Now the Court of Audit, after investigation and inspection of the manner of privatization, performance, and status of Haft Tappeh Sugar Cane Company in Khuzestsan, has called for the cancellation of the privatization contract, which in fact indicates that workers are approaching one of their demands.
However, Haft Tappeh Workers’ Union’s Telegram channel, on Monday, September 7, in response to this decision by the Court of Audit, announced a one-day suspension of strikes and protests with the publication of a statement that read: “Greater victories are ahead!”
In this statement, it was mentioned: “In these circumstances, it can be said that workers have achieved their first victory and taken a step forward, because with their strike, they forced parliamentary representatives to account. However, complete removal from the private sector was one of the original demands of workers that must be realized.”
The statement stated that “Haft Tappeh workers know well that until complete removal from the private sector, the struggle continues, and the problem is not solved only by Asdbigi and Rostami and their associates leaving, but rather the private sector arrangement must be dismantled, because it is not only the pieces of this game that need to be changed.”
The workers’ union statement emphasized that “Haft Tappeh ownership should not be in the hands of any other individual, organization, or institution. Haft Tappeh workers are the only ones who can best manage and administer the Haft Tappeh Sugar Cane Agro-Industrial Company.”
Meysam Al-Mahdi, a labor rights activist, says that the possibility of canceling the privatization contract to the private sector does not at all mean that in the coming months and quickly the problems and hardships of Haft Tappeh workers will be resolved.
Mr. Al-Mahdi says that if this privatization is canceled, there will be three possible futures for factory management; one is that, as some protesting workers say, factory management is returned to the government. That is, the situation that existed before privatization to the private sector. The second scenario is that factory management, as a large section of workers demands, is managed in council form with council management by workers. The third possible case for determining factory management would be the transfer of this factory to another individual or individuals in the private sector. A path that, according to Mr. Al-Mahdi’s view, is the government’s final choice for managing this factory.

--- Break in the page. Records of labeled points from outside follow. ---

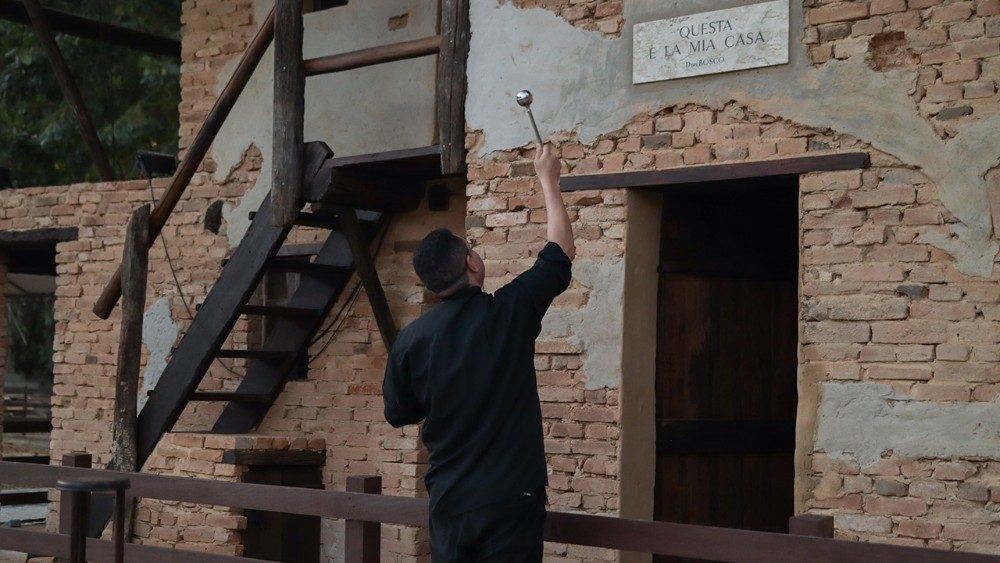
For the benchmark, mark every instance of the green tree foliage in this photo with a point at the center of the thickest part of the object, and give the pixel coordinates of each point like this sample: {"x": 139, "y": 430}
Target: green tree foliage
{"x": 132, "y": 97}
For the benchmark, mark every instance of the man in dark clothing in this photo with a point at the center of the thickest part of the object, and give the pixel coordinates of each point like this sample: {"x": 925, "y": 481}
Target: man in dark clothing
{"x": 466, "y": 369}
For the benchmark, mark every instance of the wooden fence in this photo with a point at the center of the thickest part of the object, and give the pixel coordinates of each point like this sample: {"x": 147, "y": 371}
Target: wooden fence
{"x": 364, "y": 509}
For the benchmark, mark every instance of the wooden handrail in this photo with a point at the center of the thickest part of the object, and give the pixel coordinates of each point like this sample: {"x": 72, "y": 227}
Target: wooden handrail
{"x": 665, "y": 538}
{"x": 373, "y": 56}
{"x": 195, "y": 153}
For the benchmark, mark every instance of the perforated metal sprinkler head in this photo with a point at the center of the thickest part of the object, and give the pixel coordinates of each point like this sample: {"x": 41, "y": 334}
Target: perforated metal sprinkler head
{"x": 524, "y": 99}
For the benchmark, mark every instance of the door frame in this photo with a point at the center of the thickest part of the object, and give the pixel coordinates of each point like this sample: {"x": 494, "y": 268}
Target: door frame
{"x": 644, "y": 204}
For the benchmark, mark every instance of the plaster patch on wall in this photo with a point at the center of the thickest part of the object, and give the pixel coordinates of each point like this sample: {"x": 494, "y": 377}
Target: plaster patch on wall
{"x": 582, "y": 84}
{"x": 597, "y": 327}
{"x": 159, "y": 332}
{"x": 865, "y": 419}
{"x": 385, "y": 107}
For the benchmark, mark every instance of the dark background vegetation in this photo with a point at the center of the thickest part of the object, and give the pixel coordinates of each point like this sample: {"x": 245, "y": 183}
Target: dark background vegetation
{"x": 132, "y": 97}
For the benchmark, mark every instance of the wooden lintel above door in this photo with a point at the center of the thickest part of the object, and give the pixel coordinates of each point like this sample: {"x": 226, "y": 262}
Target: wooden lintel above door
{"x": 713, "y": 172}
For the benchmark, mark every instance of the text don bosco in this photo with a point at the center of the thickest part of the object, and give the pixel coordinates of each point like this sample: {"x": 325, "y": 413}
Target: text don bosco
{"x": 705, "y": 38}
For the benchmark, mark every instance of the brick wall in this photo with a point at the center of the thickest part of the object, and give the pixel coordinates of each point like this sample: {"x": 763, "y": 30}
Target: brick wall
{"x": 606, "y": 16}
{"x": 198, "y": 527}
{"x": 953, "y": 45}
{"x": 878, "y": 305}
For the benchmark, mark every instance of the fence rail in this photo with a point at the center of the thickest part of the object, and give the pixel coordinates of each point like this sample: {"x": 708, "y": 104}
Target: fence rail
{"x": 664, "y": 538}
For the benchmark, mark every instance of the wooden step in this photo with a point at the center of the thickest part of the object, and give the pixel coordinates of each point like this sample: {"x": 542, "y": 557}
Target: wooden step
{"x": 308, "y": 268}
{"x": 313, "y": 292}
{"x": 299, "y": 250}
{"x": 254, "y": 354}
{"x": 280, "y": 311}
{"x": 230, "y": 396}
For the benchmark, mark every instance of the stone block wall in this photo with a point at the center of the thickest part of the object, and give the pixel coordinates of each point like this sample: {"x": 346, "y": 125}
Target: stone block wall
{"x": 889, "y": 325}
{"x": 199, "y": 527}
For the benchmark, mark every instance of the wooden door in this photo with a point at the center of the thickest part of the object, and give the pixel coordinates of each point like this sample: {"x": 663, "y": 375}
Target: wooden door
{"x": 727, "y": 354}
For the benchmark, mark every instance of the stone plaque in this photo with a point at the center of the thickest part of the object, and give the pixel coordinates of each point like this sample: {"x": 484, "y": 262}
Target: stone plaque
{"x": 720, "y": 41}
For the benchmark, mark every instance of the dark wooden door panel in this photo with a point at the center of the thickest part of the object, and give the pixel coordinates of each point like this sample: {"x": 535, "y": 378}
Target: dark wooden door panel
{"x": 727, "y": 356}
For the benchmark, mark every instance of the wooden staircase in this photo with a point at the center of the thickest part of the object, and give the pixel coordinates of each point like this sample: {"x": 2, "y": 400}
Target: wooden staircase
{"x": 350, "y": 198}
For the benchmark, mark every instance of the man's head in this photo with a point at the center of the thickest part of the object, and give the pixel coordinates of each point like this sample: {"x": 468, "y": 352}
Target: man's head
{"x": 446, "y": 263}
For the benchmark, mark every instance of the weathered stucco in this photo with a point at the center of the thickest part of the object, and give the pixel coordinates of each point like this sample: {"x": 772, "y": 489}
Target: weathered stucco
{"x": 868, "y": 420}
{"x": 582, "y": 84}
{"x": 385, "y": 107}
{"x": 597, "y": 327}
{"x": 159, "y": 332}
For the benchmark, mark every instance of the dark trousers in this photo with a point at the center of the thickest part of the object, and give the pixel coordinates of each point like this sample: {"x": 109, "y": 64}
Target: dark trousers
{"x": 505, "y": 532}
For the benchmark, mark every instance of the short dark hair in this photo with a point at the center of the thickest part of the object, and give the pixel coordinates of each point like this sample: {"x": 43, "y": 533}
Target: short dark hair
{"x": 439, "y": 260}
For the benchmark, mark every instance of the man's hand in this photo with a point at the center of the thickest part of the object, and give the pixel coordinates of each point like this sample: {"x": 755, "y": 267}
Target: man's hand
{"x": 547, "y": 166}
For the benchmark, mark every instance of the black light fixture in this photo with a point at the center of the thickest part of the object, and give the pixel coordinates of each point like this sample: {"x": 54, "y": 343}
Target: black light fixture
{"x": 155, "y": 164}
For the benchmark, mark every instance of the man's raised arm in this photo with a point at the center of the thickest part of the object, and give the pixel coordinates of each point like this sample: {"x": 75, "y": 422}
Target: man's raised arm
{"x": 559, "y": 230}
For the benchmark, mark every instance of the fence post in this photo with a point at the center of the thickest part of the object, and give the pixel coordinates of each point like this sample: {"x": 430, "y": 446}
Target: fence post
{"x": 815, "y": 525}
{"x": 363, "y": 540}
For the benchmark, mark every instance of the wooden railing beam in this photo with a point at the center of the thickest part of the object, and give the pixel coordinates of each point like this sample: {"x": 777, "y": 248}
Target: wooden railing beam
{"x": 373, "y": 56}
{"x": 289, "y": 114}
{"x": 195, "y": 153}
{"x": 452, "y": 84}
{"x": 95, "y": 30}
{"x": 69, "y": 89}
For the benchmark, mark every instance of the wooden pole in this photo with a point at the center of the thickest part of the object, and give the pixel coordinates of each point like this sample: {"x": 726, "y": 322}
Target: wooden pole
{"x": 69, "y": 89}
{"x": 451, "y": 84}
{"x": 135, "y": 260}
{"x": 289, "y": 113}
{"x": 373, "y": 56}
{"x": 365, "y": 266}
{"x": 195, "y": 153}
{"x": 363, "y": 540}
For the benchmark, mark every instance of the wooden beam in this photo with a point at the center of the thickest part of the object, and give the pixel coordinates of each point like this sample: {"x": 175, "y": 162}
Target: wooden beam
{"x": 68, "y": 86}
{"x": 289, "y": 113}
{"x": 41, "y": 543}
{"x": 195, "y": 153}
{"x": 135, "y": 260}
{"x": 715, "y": 172}
{"x": 365, "y": 266}
{"x": 332, "y": 186}
{"x": 452, "y": 84}
{"x": 815, "y": 525}
{"x": 208, "y": 330}
{"x": 313, "y": 292}
{"x": 95, "y": 30}
{"x": 373, "y": 56}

Meysam Al-Mahdi told Iran’s Human Rights Campaign that “these government officials were the ones who no longer wanted the current management, and the change of Asdbigi’s management and cancellation of factory privatization did not happen because of workers’ demands and their protests.”

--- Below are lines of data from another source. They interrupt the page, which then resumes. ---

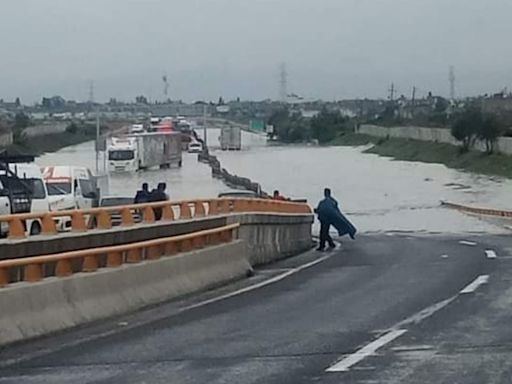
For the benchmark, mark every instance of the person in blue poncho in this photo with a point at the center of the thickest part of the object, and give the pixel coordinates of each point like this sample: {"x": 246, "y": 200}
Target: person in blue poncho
{"x": 329, "y": 214}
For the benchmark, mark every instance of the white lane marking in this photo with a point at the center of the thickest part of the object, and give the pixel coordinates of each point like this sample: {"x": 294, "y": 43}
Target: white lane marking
{"x": 472, "y": 287}
{"x": 368, "y": 350}
{"x": 490, "y": 254}
{"x": 424, "y": 313}
{"x": 261, "y": 284}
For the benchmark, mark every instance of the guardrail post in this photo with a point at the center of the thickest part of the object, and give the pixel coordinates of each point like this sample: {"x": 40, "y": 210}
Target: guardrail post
{"x": 90, "y": 264}
{"x": 199, "y": 209}
{"x": 114, "y": 259}
{"x": 171, "y": 248}
{"x": 103, "y": 220}
{"x": 33, "y": 273}
{"x": 223, "y": 206}
{"x": 153, "y": 252}
{"x": 127, "y": 217}
{"x": 78, "y": 222}
{"x": 167, "y": 213}
{"x": 198, "y": 242}
{"x": 4, "y": 277}
{"x": 48, "y": 226}
{"x": 185, "y": 212}
{"x": 212, "y": 207}
{"x": 63, "y": 268}
{"x": 185, "y": 245}
{"x": 16, "y": 229}
{"x": 149, "y": 215}
{"x": 134, "y": 256}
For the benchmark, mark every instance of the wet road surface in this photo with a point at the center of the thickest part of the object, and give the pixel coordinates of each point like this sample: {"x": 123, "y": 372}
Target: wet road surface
{"x": 383, "y": 309}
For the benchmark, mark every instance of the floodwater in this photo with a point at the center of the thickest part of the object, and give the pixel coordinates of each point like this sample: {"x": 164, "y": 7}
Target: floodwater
{"x": 378, "y": 194}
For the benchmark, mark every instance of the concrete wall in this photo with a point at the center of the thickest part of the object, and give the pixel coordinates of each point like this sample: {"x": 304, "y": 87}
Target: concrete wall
{"x": 438, "y": 135}
{"x": 272, "y": 237}
{"x": 5, "y": 139}
{"x": 46, "y": 129}
{"x": 30, "y": 310}
{"x": 34, "y": 309}
{"x": 63, "y": 242}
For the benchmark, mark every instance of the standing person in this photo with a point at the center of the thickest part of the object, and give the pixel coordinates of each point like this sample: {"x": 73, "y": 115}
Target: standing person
{"x": 325, "y": 211}
{"x": 278, "y": 196}
{"x": 329, "y": 214}
{"x": 143, "y": 195}
{"x": 159, "y": 194}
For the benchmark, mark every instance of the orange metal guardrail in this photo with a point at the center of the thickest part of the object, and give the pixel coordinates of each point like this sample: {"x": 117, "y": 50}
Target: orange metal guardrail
{"x": 185, "y": 209}
{"x": 478, "y": 211}
{"x": 34, "y": 269}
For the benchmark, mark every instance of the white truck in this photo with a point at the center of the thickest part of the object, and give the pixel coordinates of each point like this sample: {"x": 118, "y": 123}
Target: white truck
{"x": 142, "y": 151}
{"x": 230, "y": 138}
{"x": 22, "y": 190}
{"x": 69, "y": 188}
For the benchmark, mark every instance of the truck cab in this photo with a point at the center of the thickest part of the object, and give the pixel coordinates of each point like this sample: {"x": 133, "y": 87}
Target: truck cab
{"x": 23, "y": 184}
{"x": 123, "y": 155}
{"x": 70, "y": 187}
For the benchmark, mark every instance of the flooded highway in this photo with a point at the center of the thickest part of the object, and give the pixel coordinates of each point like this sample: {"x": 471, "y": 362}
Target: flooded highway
{"x": 379, "y": 194}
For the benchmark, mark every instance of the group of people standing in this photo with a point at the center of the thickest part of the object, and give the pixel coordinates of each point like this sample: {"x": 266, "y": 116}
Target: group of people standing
{"x": 144, "y": 195}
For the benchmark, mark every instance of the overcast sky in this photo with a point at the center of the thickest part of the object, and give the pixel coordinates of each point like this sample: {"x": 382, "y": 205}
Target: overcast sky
{"x": 207, "y": 48}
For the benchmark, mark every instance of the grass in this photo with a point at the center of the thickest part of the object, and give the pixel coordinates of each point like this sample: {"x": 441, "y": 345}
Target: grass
{"x": 48, "y": 143}
{"x": 430, "y": 152}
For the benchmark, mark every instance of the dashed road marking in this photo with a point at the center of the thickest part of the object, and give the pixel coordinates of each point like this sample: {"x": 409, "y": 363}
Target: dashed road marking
{"x": 344, "y": 364}
{"x": 490, "y": 254}
{"x": 472, "y": 287}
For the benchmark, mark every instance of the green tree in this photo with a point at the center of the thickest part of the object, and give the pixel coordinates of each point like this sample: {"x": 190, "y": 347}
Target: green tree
{"x": 326, "y": 126}
{"x": 467, "y": 126}
{"x": 489, "y": 132}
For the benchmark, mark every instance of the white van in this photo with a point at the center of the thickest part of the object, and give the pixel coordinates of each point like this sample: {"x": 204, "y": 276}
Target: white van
{"x": 23, "y": 185}
{"x": 69, "y": 188}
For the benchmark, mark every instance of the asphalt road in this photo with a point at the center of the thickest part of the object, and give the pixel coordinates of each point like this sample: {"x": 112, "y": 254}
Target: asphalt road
{"x": 383, "y": 309}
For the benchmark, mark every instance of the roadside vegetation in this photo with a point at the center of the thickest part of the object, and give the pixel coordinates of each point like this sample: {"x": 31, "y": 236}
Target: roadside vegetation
{"x": 75, "y": 133}
{"x": 326, "y": 126}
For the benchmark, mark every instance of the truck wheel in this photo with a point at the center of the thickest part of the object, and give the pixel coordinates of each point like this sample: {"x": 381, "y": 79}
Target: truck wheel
{"x": 35, "y": 229}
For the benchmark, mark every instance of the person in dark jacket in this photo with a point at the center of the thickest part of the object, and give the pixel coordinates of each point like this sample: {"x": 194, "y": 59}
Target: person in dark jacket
{"x": 159, "y": 194}
{"x": 143, "y": 195}
{"x": 329, "y": 214}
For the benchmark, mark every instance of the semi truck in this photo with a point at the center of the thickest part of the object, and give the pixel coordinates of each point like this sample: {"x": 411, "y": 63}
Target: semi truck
{"x": 142, "y": 151}
{"x": 230, "y": 138}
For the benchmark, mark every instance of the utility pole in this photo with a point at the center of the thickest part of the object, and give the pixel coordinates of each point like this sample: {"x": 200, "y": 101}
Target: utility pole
{"x": 283, "y": 83}
{"x": 413, "y": 100}
{"x": 392, "y": 91}
{"x": 451, "y": 78}
{"x": 205, "y": 133}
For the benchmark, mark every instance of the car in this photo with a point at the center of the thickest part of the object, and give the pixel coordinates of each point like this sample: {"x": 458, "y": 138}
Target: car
{"x": 195, "y": 147}
{"x": 117, "y": 201}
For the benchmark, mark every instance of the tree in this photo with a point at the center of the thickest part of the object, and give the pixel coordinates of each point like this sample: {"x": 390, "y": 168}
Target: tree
{"x": 489, "y": 132}
{"x": 467, "y": 127}
{"x": 141, "y": 100}
{"x": 327, "y": 125}
{"x": 289, "y": 127}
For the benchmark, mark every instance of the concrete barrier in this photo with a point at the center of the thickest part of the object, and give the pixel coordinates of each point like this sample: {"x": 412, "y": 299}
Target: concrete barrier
{"x": 34, "y": 309}
{"x": 270, "y": 237}
{"x": 72, "y": 241}
{"x": 52, "y": 304}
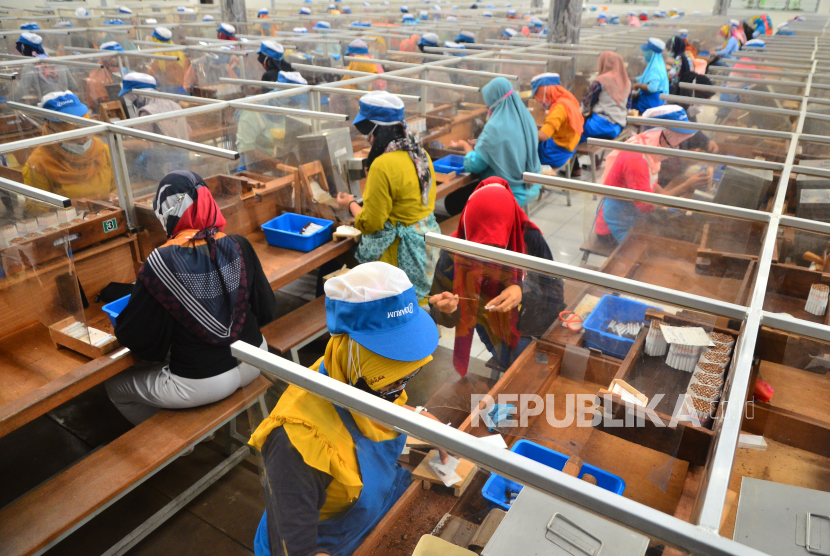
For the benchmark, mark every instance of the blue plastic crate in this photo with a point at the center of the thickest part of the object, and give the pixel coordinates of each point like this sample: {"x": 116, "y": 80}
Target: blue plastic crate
{"x": 114, "y": 308}
{"x": 284, "y": 231}
{"x": 605, "y": 480}
{"x": 449, "y": 164}
{"x": 496, "y": 488}
{"x": 611, "y": 307}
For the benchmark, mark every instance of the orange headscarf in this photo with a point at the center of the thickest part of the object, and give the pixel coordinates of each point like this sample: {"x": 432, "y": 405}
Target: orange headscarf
{"x": 557, "y": 94}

This labor rights activist says that all government organs, from the government and privatization organization and social security to the judiciary, have joined hands to increase pressure on the working class and workers’ protests and strikes.
This labor rights activist says that with the expansion of worker protests in Iran and the spread of these protests from southern factories to other factories throughout Iran, such as Isfahan and Arak, it will cause us to witness a very widespread wave of worker protests and strikes in the coming months.